Addressing mental health in humanitarian crises

2022

The response of most international agencies and organisations to humanitarian crises has in recent years incorporated mental health and psychosocial support components. Most humanitarian actors consider it essential that these components, which are closely related and considered complementary, are implemented in emergencies.

Humanitarian emergencies caused by social violence, armed conflict, extreme weather events that lead to natural disasters, or epidemic outbreaks not only cause devastation in the affected areas, but also cause a large number of victims. Regardless of the nature of the crises, they often lead to major forced population displacements, which can turn in trigger social crises in the communities affected. This not only puts people's dignity at risk, but also leads to situations where rights violations can occur. However, the impact at the individual level is even greater, generating intense psychological suffering for those affected.

How humanitarian emergencies affect communities and individuals will depend, among other factors, on the type of event that has occurred. Generally speaking, their effects include social dislocation and disruption of the affected community's development projects. The functioning of social groups and the catalytic role that social networks play in the community are also disrupted. In addition, it is important to take into account the contagion of emotional suffering that occurs in a community affected by a crisis, which leads to the rapid transmission of psychological distress, anxiety and hopelessness among the collective.
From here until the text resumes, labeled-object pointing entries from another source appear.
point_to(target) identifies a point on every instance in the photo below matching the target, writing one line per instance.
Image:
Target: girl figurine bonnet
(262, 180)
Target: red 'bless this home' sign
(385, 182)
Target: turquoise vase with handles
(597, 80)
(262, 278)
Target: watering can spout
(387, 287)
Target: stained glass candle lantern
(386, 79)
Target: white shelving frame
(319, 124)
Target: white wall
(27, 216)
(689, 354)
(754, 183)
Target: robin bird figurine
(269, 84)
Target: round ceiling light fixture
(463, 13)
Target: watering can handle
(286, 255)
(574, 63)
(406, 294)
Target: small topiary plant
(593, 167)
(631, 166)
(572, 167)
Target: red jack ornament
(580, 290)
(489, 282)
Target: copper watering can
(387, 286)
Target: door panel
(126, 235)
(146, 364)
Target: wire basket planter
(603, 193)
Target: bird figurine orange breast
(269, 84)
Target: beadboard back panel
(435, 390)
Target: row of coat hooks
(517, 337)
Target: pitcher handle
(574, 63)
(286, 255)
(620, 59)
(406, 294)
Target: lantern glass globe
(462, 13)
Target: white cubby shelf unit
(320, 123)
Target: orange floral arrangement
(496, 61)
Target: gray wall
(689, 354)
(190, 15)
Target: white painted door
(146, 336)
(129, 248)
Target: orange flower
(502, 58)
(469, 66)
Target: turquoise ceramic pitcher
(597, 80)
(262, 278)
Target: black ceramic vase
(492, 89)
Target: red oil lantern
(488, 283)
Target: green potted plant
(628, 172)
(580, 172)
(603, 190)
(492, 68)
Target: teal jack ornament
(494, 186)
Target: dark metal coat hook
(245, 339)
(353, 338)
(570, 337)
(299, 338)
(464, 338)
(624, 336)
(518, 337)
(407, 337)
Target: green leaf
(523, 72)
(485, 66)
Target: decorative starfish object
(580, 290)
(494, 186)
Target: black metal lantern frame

Psychological effects of humanitarian crises at the individual level

At the individual level, humanitarian crises can affect people's psychological balance and even their mental health. In the case of people with a pre-existing mental health condition, there is usually an increase in symptoms or decompensation of these processes. However, there are also different biological, psychological and environmental factors that interact to cause people to develop psychological disorders or, on the contrary, to become resistant to them. Thus, although the entire population may be affected psychologically by the crisis, certain subgroups are more susceptible. These include refugees, ethnic minorities, people with chronic illnesses, people with mental health conditions, people with intellectual disabilities, elderly people, women without family support, unaccompanied minors and socially excluded groups.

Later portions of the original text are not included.